I came up with this for my first catalog shot:







The settings were:

Nikon D80
105mm @ 2.8
f/18 @ 200
Main light on the left (medium softbox)
Overhead fill (large softbox)
Formica bounce on the right
Tabletop with Plexiglas (no paper backdrop)

I went with my Sekonic L-308S, and I don't know why it still came out so dark, and neither do I know whether the blurriness comes from off-focus or underexposure. I made sure the background is about 2 stops brighter than the subject, but now I figure the overhead light landed too far back, so it didn't really come into play. I wanted to white out the background completely so that I don't have to knock it out in Photoshp. Would having another light underneath the Plexiglas help as well? At any rate, I photoshopped it, and now I have:






My client still thinks it is not crisp enough. What am I doing wrong?


----------



## wildmaven (Dec 5, 2007)

I think your client is probably looking for wonderful detail on the spider design, which is getting burned out. There is also some fuzziness around the edges. Are you using a tripod? Did you set your white balance? What light settings did you use in-camera (flourescent, etc). How is your focus control set? Center, honeycomb, etc.


----------



## Big Mike (Dec 5, 2007)

It looks underexposed...try it with more exposure.

Hard to tell, but it looks like the shot isn't is sharp focus...but shooting at F18, the DOF should be sufficient :scratch:


----------



## wildmaven (Dec 5, 2007)

Big Mike said:


> It looks underexposed...try it with more exposure.
> 
> Hard to tell, but it looks like the shot isn't is sharp focus...but shooting at F18, the DOF should be sufficient :scratch:


 
I know, that confused me, too, which is why I asked about using a tripod. 

What was your shutterspeed?


----------



## Alpha (Dec 5, 2007)

Big Mike said:


> It looks underexposed...try it with more exposure.
> 
> Hard to tell, but it looks like the shot isn't is sharp focus...but shooting at F18, the DOF should be sufficient :scratch:



More exposure is not the correct answer. More light is, particularly on the background.


----------



## JerryPH (Dec 5, 2007)

More light is one suggestion that will do the most, but also I would suggest shooting in the lens' sweet spot, and on most lenses its not F/18, but somewhere between F/7 to F/11. Research for what the sweet spot is on our lens and that will add another level.  Some judicious playing with sharpening and contrast will also add some extra sparkle. Tripods are musts IMHO.  Triple check for sharpest focus.

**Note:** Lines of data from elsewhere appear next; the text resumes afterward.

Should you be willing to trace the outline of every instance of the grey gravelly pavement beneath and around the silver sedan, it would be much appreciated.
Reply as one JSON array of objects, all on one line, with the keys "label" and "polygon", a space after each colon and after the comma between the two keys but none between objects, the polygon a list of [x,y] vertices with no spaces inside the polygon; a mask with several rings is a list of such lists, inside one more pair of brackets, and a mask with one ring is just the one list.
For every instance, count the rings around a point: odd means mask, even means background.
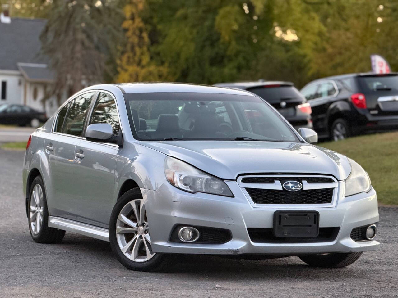
[{"label": "grey gravelly pavement beneath and around the silver sedan", "polygon": [[184,256],[169,272],[134,272],[107,242],[71,233],[61,244],[31,240],[22,159],[0,149],[0,297],[398,297],[397,207],[380,208],[382,249],[342,269],[311,268],[297,257]]}]

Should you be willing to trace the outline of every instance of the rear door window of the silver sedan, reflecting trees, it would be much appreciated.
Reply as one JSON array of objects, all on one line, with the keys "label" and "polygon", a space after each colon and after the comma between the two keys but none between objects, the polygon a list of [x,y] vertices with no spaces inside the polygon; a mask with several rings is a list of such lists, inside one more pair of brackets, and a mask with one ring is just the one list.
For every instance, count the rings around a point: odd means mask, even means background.
[{"label": "rear door window of the silver sedan, reflecting trees", "polygon": [[94,93],[95,92],[84,93],[72,101],[64,127],[62,128],[63,134],[76,135],[78,137],[82,136],[84,121],[90,109]]}]

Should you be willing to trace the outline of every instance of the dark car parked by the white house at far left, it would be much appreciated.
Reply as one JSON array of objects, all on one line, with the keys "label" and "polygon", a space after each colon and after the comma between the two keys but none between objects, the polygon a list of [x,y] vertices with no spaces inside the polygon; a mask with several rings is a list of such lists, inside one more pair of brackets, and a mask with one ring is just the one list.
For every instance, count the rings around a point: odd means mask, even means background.
[{"label": "dark car parked by the white house at far left", "polygon": [[37,128],[40,123],[47,121],[45,112],[39,112],[29,106],[21,104],[0,105],[0,124],[30,125]]}]

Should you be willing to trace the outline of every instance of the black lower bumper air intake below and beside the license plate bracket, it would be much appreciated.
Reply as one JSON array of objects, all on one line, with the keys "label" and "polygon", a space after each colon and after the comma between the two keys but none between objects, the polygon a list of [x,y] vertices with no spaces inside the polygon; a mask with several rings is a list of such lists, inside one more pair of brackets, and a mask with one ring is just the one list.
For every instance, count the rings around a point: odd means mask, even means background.
[{"label": "black lower bumper air intake below and beside the license plate bracket", "polygon": [[248,228],[250,240],[255,243],[311,243],[311,242],[330,242],[336,240],[339,227],[319,228],[316,237],[275,237],[272,228]]}]

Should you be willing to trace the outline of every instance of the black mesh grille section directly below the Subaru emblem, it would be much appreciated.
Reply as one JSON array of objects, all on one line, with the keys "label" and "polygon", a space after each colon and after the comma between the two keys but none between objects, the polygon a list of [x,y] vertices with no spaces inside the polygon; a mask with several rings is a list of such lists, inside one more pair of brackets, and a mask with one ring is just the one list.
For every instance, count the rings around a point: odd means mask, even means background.
[{"label": "black mesh grille section directly below the Subaru emblem", "polygon": [[245,189],[256,204],[329,204],[333,198],[333,188],[297,192],[262,188]]}]

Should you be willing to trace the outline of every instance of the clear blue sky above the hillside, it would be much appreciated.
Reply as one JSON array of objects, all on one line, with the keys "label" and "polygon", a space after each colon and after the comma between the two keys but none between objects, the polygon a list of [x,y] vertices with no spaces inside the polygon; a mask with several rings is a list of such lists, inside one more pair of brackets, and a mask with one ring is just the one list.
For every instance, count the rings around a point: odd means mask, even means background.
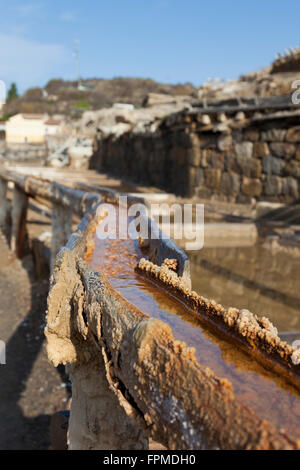
[{"label": "clear blue sky above the hillside", "polygon": [[237,78],[300,45],[300,2],[0,0],[0,80],[24,91],[82,77]]}]

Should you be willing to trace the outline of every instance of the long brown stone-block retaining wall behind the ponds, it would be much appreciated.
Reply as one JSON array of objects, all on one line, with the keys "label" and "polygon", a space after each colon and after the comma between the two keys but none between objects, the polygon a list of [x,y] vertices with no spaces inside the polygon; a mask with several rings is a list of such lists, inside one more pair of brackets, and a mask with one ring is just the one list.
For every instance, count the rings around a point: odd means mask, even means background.
[{"label": "long brown stone-block retaining wall behind the ponds", "polygon": [[152,133],[99,139],[90,166],[186,197],[297,199],[299,112],[231,114],[178,113]]}]

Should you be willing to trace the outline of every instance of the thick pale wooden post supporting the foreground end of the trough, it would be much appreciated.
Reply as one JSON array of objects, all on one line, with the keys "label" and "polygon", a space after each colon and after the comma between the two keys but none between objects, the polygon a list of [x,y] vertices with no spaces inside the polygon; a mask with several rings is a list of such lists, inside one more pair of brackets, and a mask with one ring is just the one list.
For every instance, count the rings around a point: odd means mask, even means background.
[{"label": "thick pale wooden post supporting the foreground end of the trough", "polygon": [[[139,422],[110,390],[101,353],[68,367],[72,381],[69,450],[147,450]],[[130,408],[130,406],[129,406]]]}]

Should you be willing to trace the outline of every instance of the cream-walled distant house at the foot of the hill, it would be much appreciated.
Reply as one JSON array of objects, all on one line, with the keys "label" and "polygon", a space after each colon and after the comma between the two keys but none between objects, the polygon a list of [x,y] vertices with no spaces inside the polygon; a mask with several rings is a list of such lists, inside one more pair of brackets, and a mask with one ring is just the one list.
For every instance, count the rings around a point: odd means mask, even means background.
[{"label": "cream-walled distant house at the foot of the hill", "polygon": [[42,144],[47,135],[60,133],[61,120],[47,114],[16,114],[6,123],[8,144]]}]

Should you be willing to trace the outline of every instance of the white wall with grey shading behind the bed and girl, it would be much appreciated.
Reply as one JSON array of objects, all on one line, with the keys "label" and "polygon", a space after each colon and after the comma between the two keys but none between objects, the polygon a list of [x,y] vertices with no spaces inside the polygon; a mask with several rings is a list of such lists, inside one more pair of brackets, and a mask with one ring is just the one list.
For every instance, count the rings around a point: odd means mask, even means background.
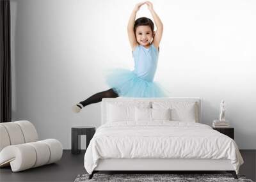
[{"label": "white wall with grey shading behind the bed and girl", "polygon": [[[126,33],[140,1],[11,0],[13,121],[70,149],[73,125],[100,125],[100,103],[71,107],[109,89],[102,73],[133,68]],[[241,149],[256,149],[256,1],[152,1],[164,24],[155,80],[173,97],[200,96],[203,123],[219,115]],[[138,17],[151,17],[147,6]],[[152,18],[152,17],[151,17]]]}]

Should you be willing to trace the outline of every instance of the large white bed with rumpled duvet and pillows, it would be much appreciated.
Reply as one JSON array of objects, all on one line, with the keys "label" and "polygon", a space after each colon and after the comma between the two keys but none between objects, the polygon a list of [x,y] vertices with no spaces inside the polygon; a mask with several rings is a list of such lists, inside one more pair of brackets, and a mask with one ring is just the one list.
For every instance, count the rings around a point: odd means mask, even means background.
[{"label": "large white bed with rumpled duvet and pillows", "polygon": [[237,178],[236,142],[201,123],[200,98],[104,98],[102,125],[84,155],[99,171],[227,171]]}]

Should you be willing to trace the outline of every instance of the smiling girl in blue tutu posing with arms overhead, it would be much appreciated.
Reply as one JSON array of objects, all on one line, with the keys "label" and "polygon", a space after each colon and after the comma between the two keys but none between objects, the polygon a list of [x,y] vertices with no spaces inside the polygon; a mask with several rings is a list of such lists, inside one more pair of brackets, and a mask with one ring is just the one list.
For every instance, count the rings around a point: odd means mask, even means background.
[{"label": "smiling girl in blue tutu posing with arms overhead", "polygon": [[[157,26],[156,31],[154,31],[152,20],[146,17],[135,20],[136,13],[143,4],[147,4],[148,10],[152,14]],[[130,71],[123,68],[109,70],[108,75],[106,75],[106,82],[111,89],[96,93],[77,103],[72,107],[74,112],[80,112],[86,105],[100,102],[102,98],[116,98],[118,96],[156,98],[168,95],[168,91],[159,83],[153,82],[157,68],[159,43],[163,34],[163,23],[153,10],[152,3],[145,1],[136,4],[128,22],[127,32],[134,58],[134,70]]]}]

Sometimes its not one or two things that put the finishing touches on it, but the right combination of all things.


----------



## mimazee (Dec 6, 2007)

Thank you guy for your wonderful feedbacks. I appreciate it. 



wildmaven said:


> I think your client is probably looking for wonderful detail on the spider design, which is getting burned out. There is also some fuzziness around the edges. Are you using a tripod? Did you set your white balance? What light settings did you use in-camera (flourescent, etc). How is your focus control set? Center, honeycomb, etc.


 
Yes, I was using a tripod. 
I just set white balance at 5000k, but I threw in ColorChecker at the beginning, and corrected in Photoshop later. 
I did not use autofocus.


----------



## mimazee (Dec 6, 2007)

wildmaven said:


> I know, that confused me, too, which is why I asked about using a tripod.
> 
> What was your shutterspeed?


 
It was either 160 or 200 @ f/18.


----------



## mimazee (Dec 7, 2007)

Thank you guys for your feedbacks. I appreciate it. 

Just one more thing. If anyone can think of an article on handle different colors of the subject, links or book title would be greatly appreciated. They have shoes of all different colors, that's why. Thanks again.


----------